A more practical approach:

The most executed statements in this example is the ones inside the innermost loop, for example

count = count + 1

This statement counts how many times it is executed, which means that the total runtime is approximately proportional to the output.

So, try to run this program with various inputs and see what the output is. I don't know this language, so I don't know the exact semantics, but it seems that the approximate count is $2N$.

Knowing this answer should put you on the right track to finding out why.

Answer 6

When the value of i is N, the inner loop will run N times

Then, the value of i becomes N/2, so the inner loop will run N/2 times

then, the value of i becomes (N/2)/2, so the inner loop will run N/4 times

This continues till the value of i becomes 1, so the total time complexity is : $$N + N/2 + N/4 + N/8 + ....... + 1$$

Or $$1 + 2 + 4 + 8 + 16 + ..... N/2 + N$$

Total number of terms in this is t= $$log2(N)$$ ignore lower terms(constants) in the calculations below(for the sake of Big O Notation):

summing up we get $$2^t-1 = log(N)$$ Thus, time complexity is O(N)

Answer 7

Forget about the outer loop. Just remember that on it's way from $N$ to 1, $i$ gets divided by $2$ on each iteration.

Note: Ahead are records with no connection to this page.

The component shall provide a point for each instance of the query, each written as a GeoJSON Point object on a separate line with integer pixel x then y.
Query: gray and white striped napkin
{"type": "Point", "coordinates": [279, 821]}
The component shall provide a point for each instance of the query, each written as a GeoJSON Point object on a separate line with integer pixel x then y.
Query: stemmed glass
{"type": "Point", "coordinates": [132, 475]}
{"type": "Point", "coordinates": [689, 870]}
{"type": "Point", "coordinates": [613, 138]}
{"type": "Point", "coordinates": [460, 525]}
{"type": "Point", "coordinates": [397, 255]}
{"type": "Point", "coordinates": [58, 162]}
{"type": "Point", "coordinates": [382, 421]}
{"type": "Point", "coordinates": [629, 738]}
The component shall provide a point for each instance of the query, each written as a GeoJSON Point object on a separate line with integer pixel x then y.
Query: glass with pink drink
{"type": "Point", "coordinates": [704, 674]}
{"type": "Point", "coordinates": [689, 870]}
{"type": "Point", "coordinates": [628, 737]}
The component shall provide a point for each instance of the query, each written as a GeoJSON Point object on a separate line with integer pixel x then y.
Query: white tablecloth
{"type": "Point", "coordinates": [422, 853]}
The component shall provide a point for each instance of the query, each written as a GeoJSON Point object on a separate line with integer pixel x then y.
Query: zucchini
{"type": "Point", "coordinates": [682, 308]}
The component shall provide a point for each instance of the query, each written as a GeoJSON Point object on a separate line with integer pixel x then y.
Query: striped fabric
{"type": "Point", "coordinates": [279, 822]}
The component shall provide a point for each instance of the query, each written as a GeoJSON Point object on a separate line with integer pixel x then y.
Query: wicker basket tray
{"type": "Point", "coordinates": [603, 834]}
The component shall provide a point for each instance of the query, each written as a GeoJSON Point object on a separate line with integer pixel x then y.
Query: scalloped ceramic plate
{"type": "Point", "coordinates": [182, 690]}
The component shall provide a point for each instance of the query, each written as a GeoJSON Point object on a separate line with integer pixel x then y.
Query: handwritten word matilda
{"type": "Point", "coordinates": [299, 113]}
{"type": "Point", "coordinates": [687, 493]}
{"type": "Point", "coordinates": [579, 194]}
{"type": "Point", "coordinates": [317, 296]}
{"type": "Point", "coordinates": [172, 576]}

Now, on the first iteration of the second loop, $j$ will go from $0$ to $N$, and so we will have $N-0+1 = N+1$ steps. On the second iteration, $j$ will go from $0$ to $\frac N2$, so we will have $\frac N2 + 1$ iterations. You can see how this evolves: $(N + 1) + (\frac N2 + 1) + (\frac N4 + 1) + \dots + 2.$

For simplicity, let's remove the $1$'s from each term because their effect on $N$ is insignificant as $N \rightarrow \infty$.

Now, all you have to do is sum up $S = N + \frac N2 + \frac N4 + \dots + 1$.

Factorizing $N$ gives $S = N(1 + \frac 12 + \frac 14 + \dots +\frac {1}{2^n}) = N \sum_{k=0}^{n} (\frac 12)^k$.

The result of the sum (using the formula of a finite geometric series) is $2(1-(\frac 12)^{N+1})$. As $N\rightarrow \infty$, this sum tends to $2(1-0) = 2$.

Finally, we have that $T(N) = \Theta(2N) = \Theta(N)$.